Myers’ demonstration that intuition cannot be trusted triggered my own confirmation bias: Everyone knows that intuition is just mushy New Age nonsense. But as Myers demonstrates through countless well-documented experiments, our intuitions about intuition may be wrong. There is something else going on in the brain. That something else, for lack of a better word (and I do wish there were a better word), is intuition, or what Myers defines as “our capacity for direct knowledge, for immediate insight without observation or reason.”
Consider the research by Harvard’s Nalini Ambady and Robert Rosenthal, who discovered that the evaluation of teachers by students who watched a 30-second video clip of the teacher were remarkably similar to those of students who had taken the course. Even three two-second video clips of that teacher yielded a striking .72 correlation (on a scale from .01 to .99) with the course student evaluations.

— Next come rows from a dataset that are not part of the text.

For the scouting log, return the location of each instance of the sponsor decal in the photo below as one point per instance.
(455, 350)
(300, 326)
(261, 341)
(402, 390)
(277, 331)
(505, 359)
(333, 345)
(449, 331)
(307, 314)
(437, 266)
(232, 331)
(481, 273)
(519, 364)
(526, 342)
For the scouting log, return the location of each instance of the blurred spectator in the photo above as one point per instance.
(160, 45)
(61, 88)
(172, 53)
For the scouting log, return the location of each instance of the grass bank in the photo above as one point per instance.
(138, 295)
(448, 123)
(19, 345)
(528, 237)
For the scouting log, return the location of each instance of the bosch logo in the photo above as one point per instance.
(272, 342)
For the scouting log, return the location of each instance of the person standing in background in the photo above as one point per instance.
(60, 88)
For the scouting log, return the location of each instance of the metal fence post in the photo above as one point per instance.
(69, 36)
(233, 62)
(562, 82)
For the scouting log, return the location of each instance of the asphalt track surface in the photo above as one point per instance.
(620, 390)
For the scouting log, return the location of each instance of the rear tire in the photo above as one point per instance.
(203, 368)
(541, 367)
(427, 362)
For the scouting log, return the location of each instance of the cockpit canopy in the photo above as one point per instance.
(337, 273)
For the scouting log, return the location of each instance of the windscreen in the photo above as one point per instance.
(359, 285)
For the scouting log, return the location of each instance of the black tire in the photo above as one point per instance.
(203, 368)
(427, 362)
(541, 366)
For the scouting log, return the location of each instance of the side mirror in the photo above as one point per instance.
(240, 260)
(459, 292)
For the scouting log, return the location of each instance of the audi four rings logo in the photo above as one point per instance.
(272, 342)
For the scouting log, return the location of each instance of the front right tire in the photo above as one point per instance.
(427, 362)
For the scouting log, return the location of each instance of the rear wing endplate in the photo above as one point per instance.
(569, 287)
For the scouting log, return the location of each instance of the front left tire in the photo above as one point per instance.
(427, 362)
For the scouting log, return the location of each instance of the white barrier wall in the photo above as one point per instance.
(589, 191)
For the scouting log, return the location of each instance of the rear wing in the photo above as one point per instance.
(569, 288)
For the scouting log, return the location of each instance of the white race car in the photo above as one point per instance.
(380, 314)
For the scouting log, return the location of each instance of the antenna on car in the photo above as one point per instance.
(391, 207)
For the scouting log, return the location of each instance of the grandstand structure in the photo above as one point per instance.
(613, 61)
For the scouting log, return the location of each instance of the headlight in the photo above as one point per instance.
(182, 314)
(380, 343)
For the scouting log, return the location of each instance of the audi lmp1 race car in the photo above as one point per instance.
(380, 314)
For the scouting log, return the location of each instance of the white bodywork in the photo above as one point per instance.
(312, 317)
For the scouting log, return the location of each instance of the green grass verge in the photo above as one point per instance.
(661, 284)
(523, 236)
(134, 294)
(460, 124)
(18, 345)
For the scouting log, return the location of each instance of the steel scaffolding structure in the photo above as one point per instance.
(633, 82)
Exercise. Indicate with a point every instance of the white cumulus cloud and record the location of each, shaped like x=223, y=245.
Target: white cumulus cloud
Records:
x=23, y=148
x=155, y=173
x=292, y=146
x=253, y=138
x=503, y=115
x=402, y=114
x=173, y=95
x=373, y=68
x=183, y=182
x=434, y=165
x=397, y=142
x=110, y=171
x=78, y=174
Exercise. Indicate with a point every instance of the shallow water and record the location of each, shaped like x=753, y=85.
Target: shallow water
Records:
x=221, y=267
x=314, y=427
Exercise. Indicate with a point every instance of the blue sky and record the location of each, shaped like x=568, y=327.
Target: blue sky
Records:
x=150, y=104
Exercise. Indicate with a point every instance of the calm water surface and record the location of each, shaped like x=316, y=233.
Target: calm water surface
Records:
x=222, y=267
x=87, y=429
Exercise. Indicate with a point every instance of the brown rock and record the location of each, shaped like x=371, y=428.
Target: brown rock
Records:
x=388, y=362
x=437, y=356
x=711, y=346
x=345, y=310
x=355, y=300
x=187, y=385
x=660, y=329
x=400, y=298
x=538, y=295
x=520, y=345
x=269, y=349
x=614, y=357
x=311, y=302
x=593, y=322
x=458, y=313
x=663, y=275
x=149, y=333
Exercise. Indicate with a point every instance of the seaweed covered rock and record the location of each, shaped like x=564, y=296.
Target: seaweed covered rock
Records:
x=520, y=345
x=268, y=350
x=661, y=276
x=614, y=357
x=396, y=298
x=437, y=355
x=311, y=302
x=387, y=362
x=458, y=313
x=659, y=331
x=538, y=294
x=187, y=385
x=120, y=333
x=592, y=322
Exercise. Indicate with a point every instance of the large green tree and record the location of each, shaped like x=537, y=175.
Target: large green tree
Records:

Occasionally the staccato pacing of Myers’ scientific analysis is jarringly punctuated with such sentimental expressions as, “What the conscious mind cannot understand, the heart knows,” and a few too many pithy and over-familiar witticisms of writers and poets. But these are easily overlooked by the hundreds of studies presented to make his case that intuition is a fruitful field of scientific analysis.
Research consistently shows how even unattended stimuli can subtly affect us. In one experiment, researchers flashed emotionally positive scenes (a kitten or a romantic couple) or negative scenes (a werewolf or a dead body) for 47 milliseconds just before the subjects viewed slides of people. Although subjects reported seeing only a flash of light for the initial emotionally charged scenes, they gave more positive ratings to people whose photos had been associated with the positive scenes. In other words, something registered somewhere in the brain.
This effect is most striking in brain-damaged patients. Myers describes a woman who is unable to recognize her own hand, and, when asked to use her thumb and forefinger to estimate the size of an object, she was unable to do it. Yet when she reached for the object, her thumb and forefinger were correctly placed. Another study revealed that stroke patients who have lost a portion of their visual cortex may be consciously blind in part of their field of vision. When shown a series of sticks they report seeing nothing yet unerringly identify whether the unseen sticks are vertical or horizontal. That’s weird.
For most of us, subtle perception and learning is ongoing, especially in the social sphere where, Myers speculates, evolution would have designed our brains to be finely tuned to important relationships. The best predictor of how well a psychotherapist will work out for you, for example, is your reaction in the first five minutes of the first session (not unlike the first impression on a first date). And research supports another intuition we have that women are more intuitively sensitive to subtle cues: Women are better lie detectors than men, are superior in discerning which of two people in a photo was the other’s supervisor and are more able to tell whether a male-female couple in a photograph is in a genuine romantic relationship or a posed phony one.
What is going on here is not fully understood, and I worry that such research will be used to bolster belief in psychic power. Before we say something is out of this world we must first establish that it is not in this world. That has yet to be done with intuition. Intuition is not subliminal perception; it is subtle perception and learning -- knowing without knowing that you know. A full scientific explanation is still forthcoming because this is a relatively new field of inquiry, but Myers’ book brilliantly establishes intuition as a legitimate subject of scientific inquiry.